I'm working on a Multibody dynamics code using the finite element method to simulate the behaviour of flexible beams (using this paper if anyone is interested/ it is relevant). I'd like to model joints, and as I only need spherical friction free joints I believe this should be easy using Lagrange multipliers.
My understanding is that simple spherical joints are done by adding some extra rows and columns to the tangent stiffness matrix $K_t$ and extra rows to the residual force vector $g$ as below. Lets say we have 6 degrees of freedom at each node, $n$ nodes, and $p$ joints. For this example $p$ is 2 - The first joint links node $i$ to node $j$ and the second node $k$ to node $m$. The initial geometry places the linked nodes in the same place. The vector $\delta p$ is the incremental change in node position/ rotation and $F_J$ is the nodal forces required to keep the nodes coincident.

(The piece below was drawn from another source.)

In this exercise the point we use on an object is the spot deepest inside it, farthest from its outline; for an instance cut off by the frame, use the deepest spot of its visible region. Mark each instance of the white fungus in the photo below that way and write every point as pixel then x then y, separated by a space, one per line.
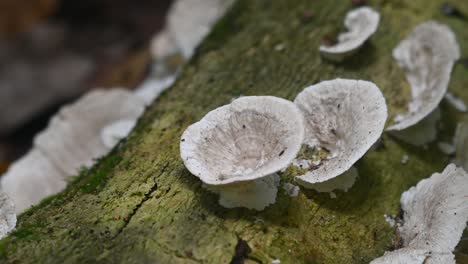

$$\begin{bmatrix} K_t & (\lambda_{2p \times 6n})^T \\ \lambda_{2p \times 6n} & 0 \end{bmatrix}\begin{bmatrix} \delta p \\ F_J \end{bmatrix} = \begin{bmatrix} g \\ 0 \end{bmatrix}$$
Where $\lambda$ is the Lagrange multiplier which for this two joint system is calculated as follows like this: $$\lambda=\begin{bmatrix} 0 & \cdots &0&1_{1,6i-5} & 0 &\cdots& 0 & -1_{1,6j-5} & 0 & \cdots &0\\ 0 & \cdots &0&1_{2,6i-4} & 0 &\cdots& 0 & -1_{2,6j-4} & 0 & \cdots &0 \\0 & \cdots &0&1_{3,6i-3} & 0 &\cdots& 0 & -1_{3,6j-3} & 0 & \cdots &0\\0 & \cdots &0&1_{4,6k-5} & 0 &\cdots& 0 & -1_{4,6m-5} & 0 & \cdots &0\\ 0 & \cdots &0&1_{5,6k-4} & 0 &\cdots& 0 & -1_{5,6m-4} & 0 & \cdots &0 \\0 & \cdots &0&1_{6,6k-3} & 0 &\cdots& 0 & -1_{6,6m-3} & 0 & \cdots &0\end{bmatrix}$$
When I run the code, the two bodies part company immediately. Any ideas where I'm going wrong? I'm just simulating a double pendulum with 10 elements in each body for now.